As can be noticed on the list view, there are actuator and sensor signal types: api-mapping-list-view

  • Sensor type: these are signals to get values of properties in a vehicle.
  • Actuator type: are signals used to set the value of a property.

Paying attention to the VSS and DBC mapping direction is essential during application development. VSS2DBC is the actuating (set) direction, while DBC2VSS is the sensing (get) direction.

1.2. Access the APIs mapping function

For the API Mapping functionality to be available, please request us for the permission. After the edit permission of this function is granted, you can now choose to open the API Mapping tab:

On digital.auto playground platform please access the APIs mapping function by following the steps:

  1. After choosing the dreamKIT model, please click on Vehicle APIs:

playground select vehicle apis function

  1. Click on the API Mapping functionality:

playground api mapping function click

This API Mapping tab will allow you to:

  • Create vehicle signal mapping.
  • Deploying that mapping to dreamKIT.
  • Export and Import mapping configurations.
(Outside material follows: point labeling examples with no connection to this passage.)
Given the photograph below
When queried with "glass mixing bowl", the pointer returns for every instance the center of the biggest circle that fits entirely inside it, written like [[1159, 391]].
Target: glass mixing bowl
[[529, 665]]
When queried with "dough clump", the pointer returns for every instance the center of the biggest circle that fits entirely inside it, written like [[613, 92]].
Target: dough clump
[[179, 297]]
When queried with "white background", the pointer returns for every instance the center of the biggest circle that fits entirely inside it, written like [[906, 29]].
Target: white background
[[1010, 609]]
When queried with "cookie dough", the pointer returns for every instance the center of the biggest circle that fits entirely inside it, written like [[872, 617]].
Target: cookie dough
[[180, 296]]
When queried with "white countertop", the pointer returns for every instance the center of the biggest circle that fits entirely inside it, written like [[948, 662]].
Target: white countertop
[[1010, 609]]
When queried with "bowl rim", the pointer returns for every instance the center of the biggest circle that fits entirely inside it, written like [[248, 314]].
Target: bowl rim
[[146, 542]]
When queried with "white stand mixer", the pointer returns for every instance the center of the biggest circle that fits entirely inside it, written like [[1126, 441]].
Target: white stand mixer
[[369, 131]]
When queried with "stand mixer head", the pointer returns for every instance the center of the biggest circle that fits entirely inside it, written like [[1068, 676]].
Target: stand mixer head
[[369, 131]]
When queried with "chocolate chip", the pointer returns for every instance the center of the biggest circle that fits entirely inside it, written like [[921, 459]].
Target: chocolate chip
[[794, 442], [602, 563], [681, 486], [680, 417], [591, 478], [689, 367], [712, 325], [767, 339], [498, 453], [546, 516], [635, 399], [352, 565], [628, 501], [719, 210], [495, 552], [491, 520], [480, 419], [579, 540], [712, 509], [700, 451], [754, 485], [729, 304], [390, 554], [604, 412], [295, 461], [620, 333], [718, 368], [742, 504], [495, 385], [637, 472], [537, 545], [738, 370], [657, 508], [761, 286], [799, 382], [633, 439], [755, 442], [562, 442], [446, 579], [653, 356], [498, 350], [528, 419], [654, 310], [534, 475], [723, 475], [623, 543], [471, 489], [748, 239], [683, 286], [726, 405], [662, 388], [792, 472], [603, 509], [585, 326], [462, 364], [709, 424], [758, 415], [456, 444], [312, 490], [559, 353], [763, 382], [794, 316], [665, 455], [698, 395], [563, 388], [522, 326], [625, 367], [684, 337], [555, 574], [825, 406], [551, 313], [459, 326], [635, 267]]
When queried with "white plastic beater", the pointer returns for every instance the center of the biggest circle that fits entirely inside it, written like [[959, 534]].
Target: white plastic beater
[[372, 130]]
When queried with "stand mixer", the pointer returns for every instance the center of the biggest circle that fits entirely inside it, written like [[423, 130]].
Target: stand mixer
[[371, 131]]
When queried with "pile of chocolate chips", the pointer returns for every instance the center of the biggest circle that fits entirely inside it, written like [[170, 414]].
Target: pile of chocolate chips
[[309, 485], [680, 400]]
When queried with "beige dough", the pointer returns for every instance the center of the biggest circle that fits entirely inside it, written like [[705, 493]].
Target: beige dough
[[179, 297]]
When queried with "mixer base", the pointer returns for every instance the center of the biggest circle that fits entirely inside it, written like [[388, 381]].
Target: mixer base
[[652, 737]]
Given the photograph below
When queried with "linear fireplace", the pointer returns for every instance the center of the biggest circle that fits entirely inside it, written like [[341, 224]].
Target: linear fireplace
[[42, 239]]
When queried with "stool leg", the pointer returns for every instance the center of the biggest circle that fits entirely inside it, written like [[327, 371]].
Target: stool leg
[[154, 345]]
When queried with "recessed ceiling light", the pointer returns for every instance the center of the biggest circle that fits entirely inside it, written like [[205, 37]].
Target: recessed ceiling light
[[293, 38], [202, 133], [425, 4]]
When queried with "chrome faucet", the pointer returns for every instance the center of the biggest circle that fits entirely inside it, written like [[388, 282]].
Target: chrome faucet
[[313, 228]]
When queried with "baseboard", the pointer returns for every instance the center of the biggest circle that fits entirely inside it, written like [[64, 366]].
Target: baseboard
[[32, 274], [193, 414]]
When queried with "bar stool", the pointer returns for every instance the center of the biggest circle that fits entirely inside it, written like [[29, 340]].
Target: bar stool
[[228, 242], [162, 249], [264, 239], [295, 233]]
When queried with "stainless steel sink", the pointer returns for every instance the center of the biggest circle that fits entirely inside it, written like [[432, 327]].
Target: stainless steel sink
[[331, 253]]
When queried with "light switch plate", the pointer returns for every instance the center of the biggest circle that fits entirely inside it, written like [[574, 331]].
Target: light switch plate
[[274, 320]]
1.3. Create your signal mapping

Up to this stage, ECU running on CAN cannot understand what to do with the VSS signals sent via the prototype by the playground platform. Your ECU can only understand DBC signals on CAN protocol, so a mapping action is required, to translate the VSS signal to the DBC signal that your ECU can work with.

For example, to control the light on an ECU with the VSS API Vehicle.Body.Lights.IsLowBeamOn, the process is described as the following steps:

  1. Input your ECU information, including ECU Name and the corresponding Alive Message ID (this CAN message ID is unique to your ECU and should be sent periodically from your ECU at the rate of <= 500ms).
  2. Then map the VSS API Vehicle.Body.Lights.IsLowBeamOn with the DBC CAN signal DAS_headlightRequest on your ECU. The direction must be set to VSS2DBC to indicate that we are Actuating the light on the ECU. In case a Sensor signal is needed, DBC2VSS direction must be chosen.
  3. Then follow up by selecting your dreamKIT ID in the list.
  4. Deploy the mapping!

playground signal mapping

A notification will appear if you have successfully deployed the signal mapping to the ECU: playground mapping successful noti

Now the target ECU can understand applications written using the configured VSS signals. The Vehicle.Body.Lights.IsLowBeamOn VSS API is also what we used in the next step of creating the LED Blinking prototype.

2. Virtual prototyping on the digital.auto playground platform

2.1. The LED Blinking application

Now we are going to create the LED Blinking prototype on digital.auto playground platform. Please access the platform, and then go through this tutorial and follow from “1. Login”, find and pick dreamKIT model in “2. Create a Vehicle Model”, and follow along to “4. Write simple headlight-blinking code”.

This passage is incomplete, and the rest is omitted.